The PN students also have to take the NCLEX. It’s not as difficult as the ADN version but students understand what is required of them for the exam. Why the pass rates drop so dramatically for the ADN program tests is a mystery since they know what is coming, Calvert said.

Also unknown is why the pass rates for on-line students, a dramatic drop from 77.8 percent in 2014-2015 to just 16.7 percent in 2015-2016.

The PCC nursing program, both the ADN and PN programs, had been exemplary for many years but the expansion of the program lead to a big turnover of 60 faculty members and seven directors over a five year period. During that time, the problems with ADN passing rates continuously failed to meet the 75 percent pass rates on the first time taking the test. During the same time period, the PN program continuously met and exceeded the 75 percent pass rate.
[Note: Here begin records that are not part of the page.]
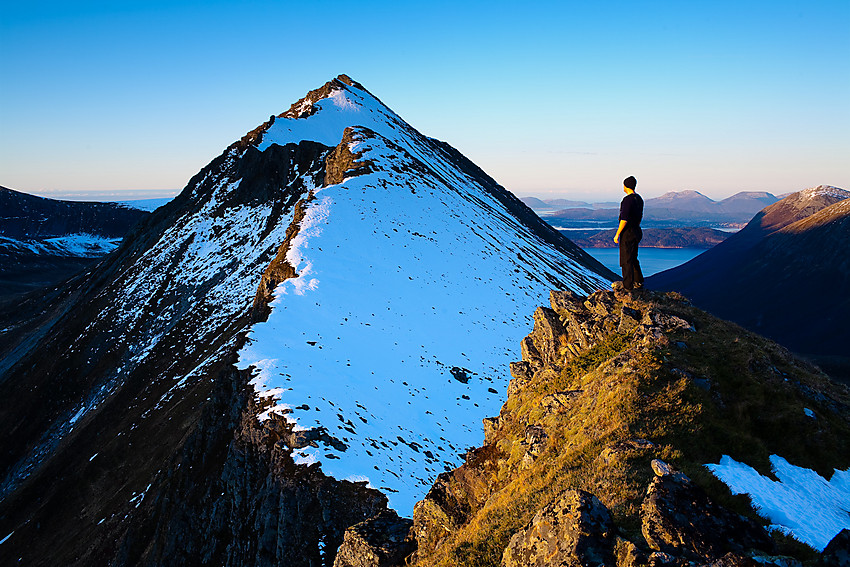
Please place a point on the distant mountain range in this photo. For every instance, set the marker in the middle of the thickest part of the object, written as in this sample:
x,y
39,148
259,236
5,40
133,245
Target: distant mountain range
x,y
652,238
673,209
786,275
43,241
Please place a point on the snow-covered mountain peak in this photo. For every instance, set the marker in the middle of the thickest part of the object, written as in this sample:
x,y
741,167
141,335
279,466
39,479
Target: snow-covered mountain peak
x,y
416,275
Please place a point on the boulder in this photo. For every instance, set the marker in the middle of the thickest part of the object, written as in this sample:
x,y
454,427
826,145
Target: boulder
x,y
678,518
565,301
547,335
382,541
575,530
629,319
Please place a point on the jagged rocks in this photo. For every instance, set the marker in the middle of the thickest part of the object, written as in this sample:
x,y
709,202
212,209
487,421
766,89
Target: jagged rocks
x,y
678,518
453,498
342,163
545,338
837,552
575,530
382,541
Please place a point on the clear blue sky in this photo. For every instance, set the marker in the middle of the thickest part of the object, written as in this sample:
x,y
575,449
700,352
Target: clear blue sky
x,y
553,99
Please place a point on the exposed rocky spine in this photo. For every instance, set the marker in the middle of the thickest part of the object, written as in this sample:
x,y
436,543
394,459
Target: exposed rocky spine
x,y
618,503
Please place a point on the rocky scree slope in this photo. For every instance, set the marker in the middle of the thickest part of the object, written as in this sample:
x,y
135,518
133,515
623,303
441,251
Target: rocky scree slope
x,y
134,440
598,455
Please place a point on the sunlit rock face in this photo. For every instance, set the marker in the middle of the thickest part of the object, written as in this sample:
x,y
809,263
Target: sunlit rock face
x,y
383,281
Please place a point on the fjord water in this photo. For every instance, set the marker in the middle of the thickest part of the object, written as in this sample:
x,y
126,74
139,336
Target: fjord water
x,y
652,260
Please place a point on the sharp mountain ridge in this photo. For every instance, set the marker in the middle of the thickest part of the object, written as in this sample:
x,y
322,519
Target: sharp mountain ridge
x,y
349,247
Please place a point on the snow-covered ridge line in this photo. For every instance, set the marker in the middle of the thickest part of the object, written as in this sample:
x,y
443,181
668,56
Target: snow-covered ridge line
x,y
824,191
416,286
801,503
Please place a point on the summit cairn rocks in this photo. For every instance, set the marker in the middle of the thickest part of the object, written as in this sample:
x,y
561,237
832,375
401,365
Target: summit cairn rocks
x,y
574,531
679,519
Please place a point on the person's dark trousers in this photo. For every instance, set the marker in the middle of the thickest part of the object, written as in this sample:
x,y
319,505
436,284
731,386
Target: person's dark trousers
x,y
629,240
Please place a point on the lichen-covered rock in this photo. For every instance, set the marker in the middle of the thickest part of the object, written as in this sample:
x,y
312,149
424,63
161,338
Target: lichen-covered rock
x,y
575,530
546,337
564,301
382,541
629,319
735,560
679,518
837,552
628,554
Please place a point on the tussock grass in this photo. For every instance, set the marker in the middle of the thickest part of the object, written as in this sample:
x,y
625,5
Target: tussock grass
x,y
694,395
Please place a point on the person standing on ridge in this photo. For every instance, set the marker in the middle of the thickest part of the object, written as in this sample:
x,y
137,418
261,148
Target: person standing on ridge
x,y
629,235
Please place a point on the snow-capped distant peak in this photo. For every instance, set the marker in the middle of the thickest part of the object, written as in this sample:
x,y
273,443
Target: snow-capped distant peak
x,y
823,191
414,289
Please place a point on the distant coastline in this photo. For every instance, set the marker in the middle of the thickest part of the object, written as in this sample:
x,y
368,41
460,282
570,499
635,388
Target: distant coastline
x,y
701,237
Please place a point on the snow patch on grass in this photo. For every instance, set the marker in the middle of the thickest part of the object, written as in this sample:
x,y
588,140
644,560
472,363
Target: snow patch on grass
x,y
801,504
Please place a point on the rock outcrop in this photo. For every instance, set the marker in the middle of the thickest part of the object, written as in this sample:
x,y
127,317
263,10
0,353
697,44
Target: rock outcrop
x,y
678,518
573,531
382,541
581,466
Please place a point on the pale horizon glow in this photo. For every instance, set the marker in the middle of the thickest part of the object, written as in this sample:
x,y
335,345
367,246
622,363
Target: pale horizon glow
x,y
558,100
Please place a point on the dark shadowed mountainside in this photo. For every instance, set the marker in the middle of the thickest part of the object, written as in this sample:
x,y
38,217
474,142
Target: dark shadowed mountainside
x,y
785,275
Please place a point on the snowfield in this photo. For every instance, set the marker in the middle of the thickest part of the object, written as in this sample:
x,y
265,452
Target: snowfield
x,y
415,289
801,504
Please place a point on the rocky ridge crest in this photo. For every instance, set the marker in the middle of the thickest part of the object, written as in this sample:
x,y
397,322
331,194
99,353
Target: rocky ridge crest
x,y
610,389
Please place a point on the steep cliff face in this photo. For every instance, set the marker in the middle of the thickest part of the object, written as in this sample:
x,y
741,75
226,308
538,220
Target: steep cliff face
x,y
366,279
599,454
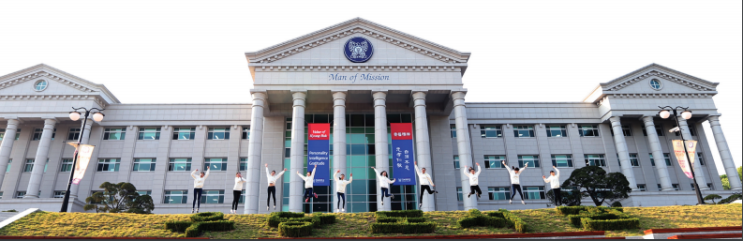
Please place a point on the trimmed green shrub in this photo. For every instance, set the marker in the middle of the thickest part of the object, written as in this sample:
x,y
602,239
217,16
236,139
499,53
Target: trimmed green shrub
x,y
207,216
295,229
178,226
615,224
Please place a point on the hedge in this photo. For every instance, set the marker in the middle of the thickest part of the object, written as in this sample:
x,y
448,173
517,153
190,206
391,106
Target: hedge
x,y
295,229
207,216
615,224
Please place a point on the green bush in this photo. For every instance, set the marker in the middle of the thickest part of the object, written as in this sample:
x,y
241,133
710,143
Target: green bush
x,y
295,229
178,226
615,224
207,216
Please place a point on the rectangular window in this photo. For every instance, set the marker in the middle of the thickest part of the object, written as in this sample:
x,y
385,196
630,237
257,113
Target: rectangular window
x,y
523,131
588,130
212,196
149,133
243,164
29,167
557,131
218,134
493,162
175,196
490,131
532,160
66,165
184,133
499,193
246,132
179,165
562,160
74,134
216,164
108,165
144,164
595,160
534,193
114,133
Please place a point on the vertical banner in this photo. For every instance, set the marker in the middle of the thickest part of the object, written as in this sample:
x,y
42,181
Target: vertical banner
x,y
318,152
84,152
403,158
678,150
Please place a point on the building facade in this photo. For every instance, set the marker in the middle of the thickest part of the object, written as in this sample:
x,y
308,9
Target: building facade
x,y
358,76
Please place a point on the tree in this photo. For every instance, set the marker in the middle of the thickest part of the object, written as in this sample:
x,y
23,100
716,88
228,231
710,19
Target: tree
x,y
119,198
595,183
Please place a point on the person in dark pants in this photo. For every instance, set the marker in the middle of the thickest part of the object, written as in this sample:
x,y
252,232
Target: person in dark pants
x,y
198,184
554,181
272,178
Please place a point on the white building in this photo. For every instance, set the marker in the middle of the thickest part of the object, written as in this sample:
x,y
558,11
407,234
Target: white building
x,y
394,77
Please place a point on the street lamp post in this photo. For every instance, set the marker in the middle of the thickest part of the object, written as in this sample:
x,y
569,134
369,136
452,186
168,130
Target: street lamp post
x,y
665,113
74,116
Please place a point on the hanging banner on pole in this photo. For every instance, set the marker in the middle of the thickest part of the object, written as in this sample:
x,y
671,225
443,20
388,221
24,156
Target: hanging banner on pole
x,y
678,150
403,157
84,153
318,152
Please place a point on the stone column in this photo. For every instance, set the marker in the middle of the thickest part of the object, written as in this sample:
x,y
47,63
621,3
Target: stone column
x,y
423,145
380,143
297,152
655,148
253,175
463,146
727,158
698,171
42,153
622,151
339,138
7,146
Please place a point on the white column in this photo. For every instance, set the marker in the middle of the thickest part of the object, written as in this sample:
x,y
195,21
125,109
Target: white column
x,y
722,147
7,146
253,175
698,171
339,139
423,145
380,143
621,146
463,146
297,152
655,148
42,153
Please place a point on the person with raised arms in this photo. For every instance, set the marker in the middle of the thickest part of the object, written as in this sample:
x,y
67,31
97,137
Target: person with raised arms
x,y
340,189
384,184
272,178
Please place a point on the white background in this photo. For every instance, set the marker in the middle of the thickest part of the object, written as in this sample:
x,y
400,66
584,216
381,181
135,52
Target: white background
x,y
193,51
PCC administration and nursing staff are now on the path to provide clearly defined, measurable, and assessable goals, objectives and benchmarks will be established and evaluated weekly, monthly, and quarterly to help ensure ADN faculty are meeting administrative expectations during this transformational period. In addition, the ADN faculty will submit an action plan timeline for tracking progress.

A Strategic Communication Plan will include timely updates to stakeholders, including KSBN, regional medical providers, Board of Trustees and internal PCC constituencies throughout the review process.

Since the first graduating class in 1984, PCC’s ADN Program had exemplar NCLEX pass rates and was considered a premier provider of healthcare professionals in the state. The solvency, stability, and sustainability of maintaining programmatic excellence began to erode around 2012 when a myriad of factors drastically changed the size, scope, and quality of graduates.

The increase of program capacity to 180 students across face-to-facade, multi-campuses, and online created an un-scalable growth model resulting in continuous turnover. Since 2012, turnover included 60 faculty members and 7 Directors over a five-year period.
PCC is committed to delivering quality academic programs and services to students and stakeholders. The Board of Trustees and administration are driven to restore quality to the ADN Program. The Board of Trustees was recognized by KSBN for their dedication and support of nursing education during this challenging time.